Companies must be cautious to safely dispose of data-rich electronics, especially in this rapid pace of technological and digital change. An even bigger challenge is to decide whether it is more economical to destroy or redeploy old equipment.
Recycling old electronics is the right choice when they are broken and beyond repair, but equipment that still works could be sold or donated to needy organisations and charities.
The only way to do this effectively is with a proper IT Asset Management Program and, while doing so, businesses must take proactive measures to ensure there is no trace of sensitive information left behind, particularly considering the growing number of gadgets now linked to network infrastructure.
According to Xperien CEO Wale Arewa, businesses that don’t implement device end-of-life protocols are putting crucial info in unnecessary danger.
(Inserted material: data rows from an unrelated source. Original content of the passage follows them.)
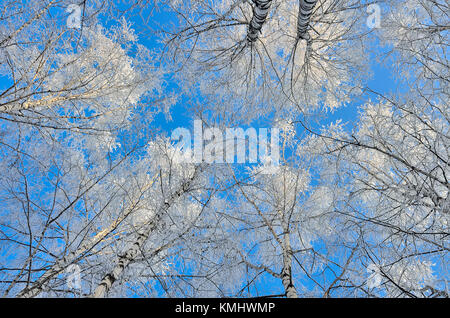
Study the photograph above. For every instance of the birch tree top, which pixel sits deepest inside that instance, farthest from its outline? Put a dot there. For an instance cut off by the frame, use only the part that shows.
(97, 199)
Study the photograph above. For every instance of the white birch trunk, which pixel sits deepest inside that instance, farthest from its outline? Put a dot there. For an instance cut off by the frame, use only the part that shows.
(305, 10)
(260, 11)
(130, 255)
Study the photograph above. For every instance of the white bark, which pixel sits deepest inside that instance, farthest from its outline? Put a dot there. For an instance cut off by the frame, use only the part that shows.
(260, 11)
(305, 10)
(130, 255)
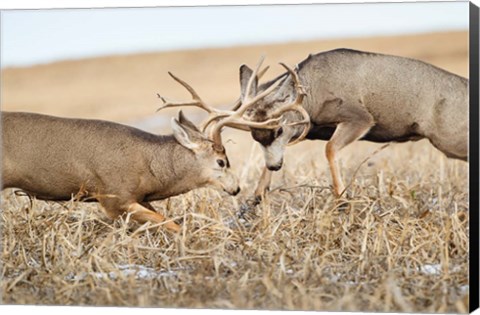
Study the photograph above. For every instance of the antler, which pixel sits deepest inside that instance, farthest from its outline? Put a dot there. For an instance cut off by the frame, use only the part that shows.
(196, 100)
(296, 106)
(242, 105)
(235, 119)
(231, 118)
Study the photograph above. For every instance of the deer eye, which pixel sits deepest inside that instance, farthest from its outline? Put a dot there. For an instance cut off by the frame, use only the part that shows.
(279, 132)
(221, 163)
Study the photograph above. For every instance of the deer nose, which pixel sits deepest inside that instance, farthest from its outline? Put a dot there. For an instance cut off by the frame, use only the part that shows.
(274, 167)
(236, 191)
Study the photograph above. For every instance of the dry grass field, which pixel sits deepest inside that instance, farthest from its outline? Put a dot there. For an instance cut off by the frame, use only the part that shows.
(399, 245)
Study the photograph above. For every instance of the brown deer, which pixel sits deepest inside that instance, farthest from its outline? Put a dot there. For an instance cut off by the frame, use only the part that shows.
(121, 167)
(352, 95)
(345, 95)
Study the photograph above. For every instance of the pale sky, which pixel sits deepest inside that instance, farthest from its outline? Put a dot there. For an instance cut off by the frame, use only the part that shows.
(40, 36)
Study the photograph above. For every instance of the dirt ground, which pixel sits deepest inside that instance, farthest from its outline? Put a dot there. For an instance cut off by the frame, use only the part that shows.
(401, 244)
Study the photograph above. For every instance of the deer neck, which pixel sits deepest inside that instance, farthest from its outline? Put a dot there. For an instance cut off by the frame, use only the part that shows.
(175, 169)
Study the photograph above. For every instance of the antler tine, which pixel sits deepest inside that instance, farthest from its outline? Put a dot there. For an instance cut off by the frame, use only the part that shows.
(296, 105)
(197, 101)
(252, 78)
(238, 102)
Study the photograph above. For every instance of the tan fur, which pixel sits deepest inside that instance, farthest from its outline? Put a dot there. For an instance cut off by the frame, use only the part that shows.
(122, 167)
“One needs to create a strategy to protect data from cradle to the grave,” he said.
“IT Asset Disposition best practices involve both logical and physical destruction of obsolete or unwanted data and equipment.”
IT Asset Disposal (ITAD) vendors often buy equipment from organisations to refurbish and resell or to strip the device for spare parts. For the company, this approach provides steady and predictable revenue that can be offset against the cost of compliant disposal of electronic equipment.
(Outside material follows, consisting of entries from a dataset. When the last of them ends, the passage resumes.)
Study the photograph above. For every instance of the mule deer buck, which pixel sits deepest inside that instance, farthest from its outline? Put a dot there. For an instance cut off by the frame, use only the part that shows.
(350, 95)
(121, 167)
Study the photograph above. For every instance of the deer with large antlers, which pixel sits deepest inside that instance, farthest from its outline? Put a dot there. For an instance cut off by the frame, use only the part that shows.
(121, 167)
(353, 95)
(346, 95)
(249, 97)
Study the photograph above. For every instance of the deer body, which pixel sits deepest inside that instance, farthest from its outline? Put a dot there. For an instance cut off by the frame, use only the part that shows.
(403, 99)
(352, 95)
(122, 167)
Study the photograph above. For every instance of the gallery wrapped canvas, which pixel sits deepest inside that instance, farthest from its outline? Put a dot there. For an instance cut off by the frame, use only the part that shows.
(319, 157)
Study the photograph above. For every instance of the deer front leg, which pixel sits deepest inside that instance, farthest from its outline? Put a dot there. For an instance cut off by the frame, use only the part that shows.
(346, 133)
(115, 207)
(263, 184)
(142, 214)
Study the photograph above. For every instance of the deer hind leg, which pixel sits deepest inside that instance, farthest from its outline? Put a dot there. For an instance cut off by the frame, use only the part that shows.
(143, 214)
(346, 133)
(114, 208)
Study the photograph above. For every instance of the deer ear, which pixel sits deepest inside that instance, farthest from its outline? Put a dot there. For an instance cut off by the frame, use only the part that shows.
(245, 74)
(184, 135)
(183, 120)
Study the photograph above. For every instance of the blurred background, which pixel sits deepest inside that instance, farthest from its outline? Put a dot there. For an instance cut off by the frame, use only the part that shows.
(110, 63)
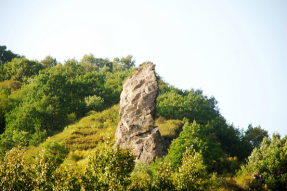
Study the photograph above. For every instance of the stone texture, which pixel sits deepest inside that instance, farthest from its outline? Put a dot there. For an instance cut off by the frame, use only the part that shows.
(137, 114)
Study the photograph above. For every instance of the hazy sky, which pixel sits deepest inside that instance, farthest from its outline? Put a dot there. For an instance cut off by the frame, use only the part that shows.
(233, 50)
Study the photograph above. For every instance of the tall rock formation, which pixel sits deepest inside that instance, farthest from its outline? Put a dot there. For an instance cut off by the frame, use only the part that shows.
(137, 114)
“Not everyone is thinking about a cohesive strategy when identifying areas of risk,” added Arewa.
“Items carrying critical data will normally have this data erased, the item refurbished or resold back into the market. However, many businesses take the path of least resistance, finding the lowest price vendor to just take away a device for free.”
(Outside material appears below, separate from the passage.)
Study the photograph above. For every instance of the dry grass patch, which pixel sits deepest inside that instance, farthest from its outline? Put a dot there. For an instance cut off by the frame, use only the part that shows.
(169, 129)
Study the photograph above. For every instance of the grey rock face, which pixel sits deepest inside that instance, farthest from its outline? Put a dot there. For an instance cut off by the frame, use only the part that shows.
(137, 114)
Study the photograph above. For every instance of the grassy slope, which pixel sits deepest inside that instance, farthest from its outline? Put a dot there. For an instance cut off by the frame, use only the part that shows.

Arewa believes the biggest misconception is that they can just delete the files and folders, but don’t realise that the data is still there.
“One hard drive can contain millions of files and when a file or folder is deleted, the information still remains on the drive and this includes deleted email messages,” he said.
Formatting or overwriting will not even be enough to prevent confidential, proprietary and sensitive data from being recovered by data thieves using simple techniques and equipment. Physical destruction of old devices is the best way to reduce a company’s data breach exposure.
“There is also a legal requirement that needs to be considered, by destroying your hard drives and tapes helps keep your business compliant with Protection of Personal Information Act 2013 (PoPI) and the European Union’s General Data Protection Regulation (GDPR),” said Arewa.